可以针对不同的集群类型配置不同的资源策略,并以权重的形式进行优先级区分
易于扩展
目标
不同类型的资源可以配置不同的策略,以权重的形式对其进行优先级区分
防止未申请稀缺资源的Pod被调度到资源稀缺的节点。
非目标
- None.
提议
扩展两个插件即可满足上述需求
- NodeResourcesFitPlus
- ScarceResourceAvoidance
设计细节
NodeResourcesFitPlus
config:
resources:
nvidia.com/gpu:
type: MostAllocated
weight: 2
cpu:
type: LeastAllocated
weight: 1
memory:
type: LeastAllocated
weight: 1
策略描述:
node打分公式:
finalScoreNode = [(weight1 * resource1) + (weight2 * resource2) + … + (weightN* resourceN)] /(weight1+weight2+ … +weightN)
ScarceResourceAvoidance
config:
resources:
- nvidia.com/gpu
策略描述:
- 获取pod申请的资源类型和节点可分配的资源类型列表
- node多余资源类型 = node总资源类型-pod申请资源类型
- node多余资源类型中核心资源类型个数=node多余资源类型与核心资源类型列表取交集
- node多余资源类型中核心资源类型个数越多,分数越低
node打分公式:
finalScoreNode = (allocatablesResourcesNum - requestsResourcesNum) * framework.MaxNodeScore / allocatablesResourcesNum
例子
调度器配置
profiles:
- pluginConfig:
- args:
apiVersion: kubescheduler.config.k8s.io/v1
kind: ResourceTypesArgs
resources:
nvidia.com/gpu:
type: MostAllocated
weight: 2
cpu:
type: LeastAllocated
weight: 1
memory:
type: LeastAllocated
weight: 1
name: NodeResourcesFitPlus
- args:
apiVersion: kubescheduler.config.k8s.io/v1
kind: ScarceResourceAvoidanceArgs
resources:
- nvidia.com/gpu
name: ScarceResourceAvoidance
plugins:
score:
enabled:
- name: NodeResourcesFitPlus
weight: 2
- name: ScarceResourceAvoidance
weight: 2
disabled:
- name: "*"
schedulerName: koord-scheduler
gpu
deployment资源申请
apiVersion: apps/v1
kind: Deployment
metadata:
name: test-scheduler1
spec:
replicas: 1
selector:
matchLabels:
app: test-scheduler1
template:
metadata:
labels:
app: test-scheduler1
spec:
schedulerName: koord-scheduler
containers:
- image: dockerpull.com/nginx
imagePullPolicy: IfNotPresent
name: nginx
ports:
- containerPort: 80
resources:
requests:
cpu: "100"
memory: "100"
nvidia.com/gpu: 2
limits:
cpu: "100"
memory: "100"
nvidia.com/gpu: 2
节点分配率信息
node1: cpu 58%, memory 21%, nvidia.com/gpu 6 (共8卡)

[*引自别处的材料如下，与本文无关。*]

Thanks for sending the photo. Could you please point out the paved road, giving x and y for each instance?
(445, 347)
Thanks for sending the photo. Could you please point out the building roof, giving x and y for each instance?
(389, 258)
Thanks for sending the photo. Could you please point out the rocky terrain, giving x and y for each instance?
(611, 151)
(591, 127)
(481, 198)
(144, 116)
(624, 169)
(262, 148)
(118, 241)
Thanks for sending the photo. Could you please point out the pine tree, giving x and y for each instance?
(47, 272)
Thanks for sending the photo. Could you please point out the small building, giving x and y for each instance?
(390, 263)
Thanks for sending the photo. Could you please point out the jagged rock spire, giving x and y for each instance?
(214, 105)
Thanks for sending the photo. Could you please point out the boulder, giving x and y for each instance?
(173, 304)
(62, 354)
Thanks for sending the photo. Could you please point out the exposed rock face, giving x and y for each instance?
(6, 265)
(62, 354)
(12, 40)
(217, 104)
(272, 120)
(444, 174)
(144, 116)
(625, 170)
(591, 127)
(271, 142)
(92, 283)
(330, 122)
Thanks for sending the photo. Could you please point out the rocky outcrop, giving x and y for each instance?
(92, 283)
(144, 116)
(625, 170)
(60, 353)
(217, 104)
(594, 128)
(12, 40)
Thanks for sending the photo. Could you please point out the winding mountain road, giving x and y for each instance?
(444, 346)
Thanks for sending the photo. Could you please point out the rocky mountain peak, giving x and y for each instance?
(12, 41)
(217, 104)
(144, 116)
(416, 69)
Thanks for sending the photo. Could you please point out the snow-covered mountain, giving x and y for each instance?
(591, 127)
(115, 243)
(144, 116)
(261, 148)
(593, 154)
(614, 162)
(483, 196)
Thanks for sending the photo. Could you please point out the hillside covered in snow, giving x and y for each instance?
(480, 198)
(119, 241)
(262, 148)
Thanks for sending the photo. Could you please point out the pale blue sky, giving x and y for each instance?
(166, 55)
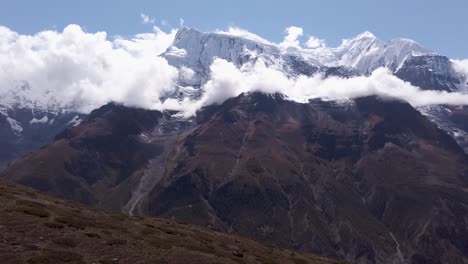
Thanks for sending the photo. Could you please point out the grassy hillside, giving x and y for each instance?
(36, 228)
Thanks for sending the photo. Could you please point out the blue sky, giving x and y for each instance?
(441, 26)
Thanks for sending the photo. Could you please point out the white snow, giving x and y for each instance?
(15, 125)
(43, 120)
(76, 120)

node2: cpu 22%, memory 5%, nvidia.com/gpu 0 (共8卡)
结果: 优先GPU机器并且聚拢GPU资源
日志查看 => Top10 scores for pod
| # | Pod | Node | Score | NodeResourcesFitPlus | ScarceResourceAvoidance |
| 0 | test-scheduler1-xxx | node1 | 358 | 158 | 200 |
| 1 | test-scheduler1-xxx | node2 | 296 | 96 | 200 |
cpu
deployment资源申请
apiVersion: apps/v1
kind: Deployment
metadata:
name: test-scheduler1
spec:
replicas: 1
selector:
matchLabels:
app: test-scheduler1
template:
metadata:
labels:
app: test-scheduler1
spec:
schedulerName: koord-scheduler
containers:
- image: dockerpull.com/nginx
imagePullPolicy: IfNotPresent
name: nginx
ports:
- containerPort: 80
resources:
requests:
cpu: "100"
memory: "100"
limits:
cpu: "100"
memory: "100"
节点分配率信息
node1: cpu 22%, memory 10%, nvidia.com/gpu 6 (共8卡)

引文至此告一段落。